Okay, now that I have explained what sampling error is, let’s go back to how one could compute a probability that Clinton is going to win in each state if sampling error were the only type of polling error. Suppose that, in every state, the various methodologies used by different pollsters result in the same estimator of the margin between Trump and Clinton with the same distribution and no bias. To simplify a bit, that’s what would happen if every pollster used the same methodology and, when you use that methodology, the sample is truly random and there is no measurement error, i. e. every person who is going to vote in the state has the same probability of ending up in the sample and, if they tell you that they’re going to vote for X, they really are going to vote for X. (This definition of measurement error is somewhat unusual, for it implies that if a respondent honestly replied that he was going to vote for Clinton but changed his mind between the time he was polled and the election, this counts as measurement error. It’s probably not how most people would define measurement error, but it makes the discussion simpler, so I don’t think it’s a problem.) If that is true, you can use a theorem called the “central limit theorem” (look it up if you’ve never heard of it, it’s a truly mind-blowing result) and a theorem proven by a guy called William Gosset (but who for some reason published the proof under the pseudonym “Student”) to prove that, to a good approximation (provided there are enough polls), the poll average obeys a probability distribution called “Student’s t-distribution”, after the dude in question. Finally, using that distribution, you can compute the probability that Clinton is going to win based on whatever the poll average happens to be.

So far, so good, but this is where things start to get more complicated. The problem is that the assumptions on which the calculation I just explained rests are completely unrealistic.

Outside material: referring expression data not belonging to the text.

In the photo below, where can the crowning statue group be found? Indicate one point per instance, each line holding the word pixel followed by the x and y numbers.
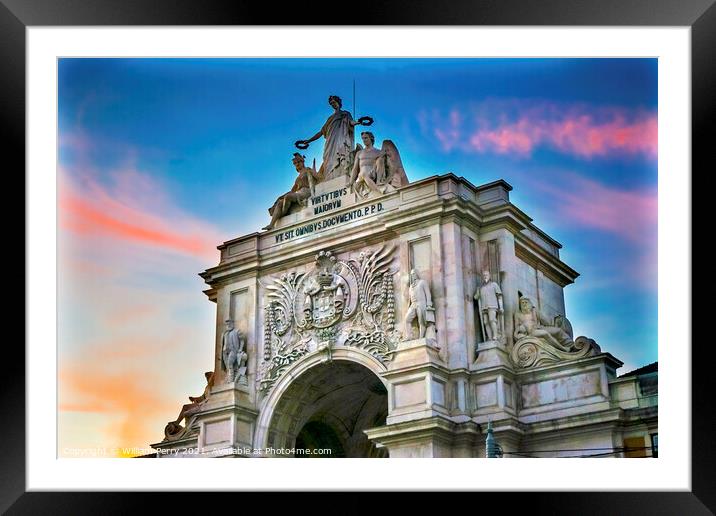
pixel 370 170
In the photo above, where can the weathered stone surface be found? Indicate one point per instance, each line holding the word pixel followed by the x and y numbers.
pixel 396 322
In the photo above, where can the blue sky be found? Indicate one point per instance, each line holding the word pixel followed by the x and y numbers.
pixel 163 159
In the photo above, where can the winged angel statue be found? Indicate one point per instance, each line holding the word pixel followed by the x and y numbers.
pixel 376 170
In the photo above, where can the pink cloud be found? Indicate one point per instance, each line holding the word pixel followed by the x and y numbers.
pixel 517 128
pixel 133 209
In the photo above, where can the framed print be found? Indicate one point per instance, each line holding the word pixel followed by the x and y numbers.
pixel 428 237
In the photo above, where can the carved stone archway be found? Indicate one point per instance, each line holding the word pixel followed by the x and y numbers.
pixel 343 392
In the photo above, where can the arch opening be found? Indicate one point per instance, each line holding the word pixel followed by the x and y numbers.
pixel 324 411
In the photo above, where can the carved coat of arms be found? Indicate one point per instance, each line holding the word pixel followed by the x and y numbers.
pixel 339 302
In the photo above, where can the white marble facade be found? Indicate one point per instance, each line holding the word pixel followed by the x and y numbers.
pixel 321 299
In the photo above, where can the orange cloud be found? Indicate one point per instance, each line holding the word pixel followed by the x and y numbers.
pixel 83 217
pixel 129 398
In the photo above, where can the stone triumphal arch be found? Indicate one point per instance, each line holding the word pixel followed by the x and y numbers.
pixel 379 317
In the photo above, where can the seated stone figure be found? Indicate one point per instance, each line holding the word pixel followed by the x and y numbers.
pixel 303 188
pixel 528 324
pixel 174 428
pixel 376 170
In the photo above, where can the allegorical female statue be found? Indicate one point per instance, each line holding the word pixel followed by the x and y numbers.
pixel 529 324
pixel 340 139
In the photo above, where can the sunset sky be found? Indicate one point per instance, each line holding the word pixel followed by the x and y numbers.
pixel 161 160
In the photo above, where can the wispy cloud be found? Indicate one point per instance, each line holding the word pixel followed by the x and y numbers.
pixel 91 209
pixel 583 202
pixel 518 127
pixel 133 322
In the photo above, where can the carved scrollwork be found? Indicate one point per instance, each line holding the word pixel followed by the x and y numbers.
pixel 535 352
pixel 338 302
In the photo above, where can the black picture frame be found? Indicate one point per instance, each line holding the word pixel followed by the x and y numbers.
pixel 17 15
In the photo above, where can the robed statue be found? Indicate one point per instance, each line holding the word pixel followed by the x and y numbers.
pixel 339 134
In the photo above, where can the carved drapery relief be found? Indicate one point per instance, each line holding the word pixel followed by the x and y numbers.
pixel 540 343
pixel 536 352
pixel 339 302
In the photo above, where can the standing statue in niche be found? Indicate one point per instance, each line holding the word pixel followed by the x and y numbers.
pixel 420 308
pixel 233 354
pixel 489 299
pixel 529 324
pixel 377 170
pixel 340 136
pixel 303 188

Random sampling error is not the only kind of polling error. We know that the methodologies used by pollsters do not result in an unbiased estimator of the margin between Clinton and Trump, because their samples are not truly random and because there is measurement error. Polling is a really tricky business and pollsters have to make all sorts of assumptions to get a result from their data. In particular, they have to make assumptions about what kind of people are going to turn out to vote to construct a sample or weight it appropriately, which also means that they have to make assumptions about what characteristics are relevant to predict turnout. That’s just one reason why, if you give the same data to different pollsters, they will probably all end up with a different result. (See this article in the New York Times about this.) Given how many non-trivial assumptions pollsters have to make, a lot of things can go wrong. Indeed, if you look at the history of polling, things go wrong very often. For instance, in 2012, the polls were off by 3 points (in favor of Obama), which is more than Clinton’s lead according to the national RCP average on the eve of the election and was actually further off the mark than polls in 2016.

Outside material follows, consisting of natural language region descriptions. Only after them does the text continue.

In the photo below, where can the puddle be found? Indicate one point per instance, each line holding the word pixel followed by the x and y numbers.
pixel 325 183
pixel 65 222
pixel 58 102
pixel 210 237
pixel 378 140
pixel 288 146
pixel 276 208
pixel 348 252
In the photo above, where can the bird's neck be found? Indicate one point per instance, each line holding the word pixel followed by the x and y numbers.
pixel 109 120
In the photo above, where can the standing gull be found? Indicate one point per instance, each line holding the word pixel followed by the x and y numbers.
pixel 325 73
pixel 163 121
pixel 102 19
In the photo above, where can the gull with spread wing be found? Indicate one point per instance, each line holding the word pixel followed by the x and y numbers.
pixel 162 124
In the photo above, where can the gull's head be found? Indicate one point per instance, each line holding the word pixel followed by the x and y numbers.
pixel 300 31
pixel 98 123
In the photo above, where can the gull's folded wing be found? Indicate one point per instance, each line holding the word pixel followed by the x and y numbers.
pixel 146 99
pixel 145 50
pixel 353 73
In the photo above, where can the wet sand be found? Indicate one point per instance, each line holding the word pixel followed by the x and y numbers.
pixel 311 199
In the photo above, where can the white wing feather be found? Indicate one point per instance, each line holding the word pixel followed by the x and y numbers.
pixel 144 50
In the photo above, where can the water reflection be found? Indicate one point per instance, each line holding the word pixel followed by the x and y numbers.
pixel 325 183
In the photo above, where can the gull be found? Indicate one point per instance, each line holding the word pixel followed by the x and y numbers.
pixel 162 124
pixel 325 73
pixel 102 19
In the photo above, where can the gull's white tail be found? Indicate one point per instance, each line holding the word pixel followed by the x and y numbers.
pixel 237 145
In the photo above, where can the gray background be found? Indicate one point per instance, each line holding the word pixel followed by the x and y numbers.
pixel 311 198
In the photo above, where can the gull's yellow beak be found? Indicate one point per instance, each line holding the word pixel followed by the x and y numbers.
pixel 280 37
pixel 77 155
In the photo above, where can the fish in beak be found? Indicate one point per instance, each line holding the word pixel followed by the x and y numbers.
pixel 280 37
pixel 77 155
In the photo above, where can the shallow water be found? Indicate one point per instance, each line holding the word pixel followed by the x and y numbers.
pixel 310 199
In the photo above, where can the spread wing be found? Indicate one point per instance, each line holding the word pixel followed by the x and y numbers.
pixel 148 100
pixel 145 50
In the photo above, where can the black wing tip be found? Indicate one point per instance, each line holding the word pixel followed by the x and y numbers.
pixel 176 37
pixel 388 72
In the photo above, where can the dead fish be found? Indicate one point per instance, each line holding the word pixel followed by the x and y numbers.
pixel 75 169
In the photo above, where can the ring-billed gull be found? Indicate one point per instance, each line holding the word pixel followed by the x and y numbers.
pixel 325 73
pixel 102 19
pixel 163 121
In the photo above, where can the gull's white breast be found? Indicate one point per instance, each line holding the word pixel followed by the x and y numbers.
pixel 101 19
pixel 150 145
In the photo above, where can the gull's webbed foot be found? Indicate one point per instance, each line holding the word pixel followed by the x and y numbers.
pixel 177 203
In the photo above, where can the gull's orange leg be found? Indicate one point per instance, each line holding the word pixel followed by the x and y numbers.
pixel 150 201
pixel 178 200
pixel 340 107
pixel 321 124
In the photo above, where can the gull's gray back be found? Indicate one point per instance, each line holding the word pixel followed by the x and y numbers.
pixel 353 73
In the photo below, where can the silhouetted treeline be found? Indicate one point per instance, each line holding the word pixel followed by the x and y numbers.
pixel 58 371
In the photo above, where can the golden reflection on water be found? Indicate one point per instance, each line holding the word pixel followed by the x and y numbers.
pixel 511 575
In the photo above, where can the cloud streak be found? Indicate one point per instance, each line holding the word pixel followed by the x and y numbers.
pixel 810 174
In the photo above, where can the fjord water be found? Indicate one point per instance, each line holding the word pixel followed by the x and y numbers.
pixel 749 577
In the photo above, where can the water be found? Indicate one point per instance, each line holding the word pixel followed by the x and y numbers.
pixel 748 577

First, even if there were no measurement error, since the samples used by pollsters are not truly random, the probability you compute by using the central limit theorem and Gosset’s theorem about the Student’s t-distribution would still not be accurate. There is no reason to think that the samples used by various pollsters are biased in such a way that, when you look at the average, the biases cancel out. It may very well be that, on the contrary, they reinforce each other. In particular, that’s exactly what you should expect if pollsters make similar mistakes when they make assumptions about who is going to show up to vote, which is likely. For instance, if most of them overestimated the rate at which black people were going to turn out to vote, it would have biased the polls in favor of Clinton. Since Obama was not running, it was clear that black turnout was going to decrease relative to 2012 (even though many people were under the illusion that blacks would turn out en masse to stop Trump), the only question was by how much. Since black people overwhelmingly vote Democrat, a small mistake in the assumptions pollsters make about black turnout could skew their results in a significant way. As it turned out, pollsters probably overestimated black turnout in constructing their samples, at least in some key states. Furthermore, since the mistakes that pollsters make when they construct their samples are probably similar in different states, the polling errors that result from those mistaken assumptions in various states are presumably correlated to some extent, which should be taken into account when calculating the probabilities that a candidate is going to win in each individual state. But there is no obvious way to figure out exactly what assumptions we should make about how exactly they are correlated.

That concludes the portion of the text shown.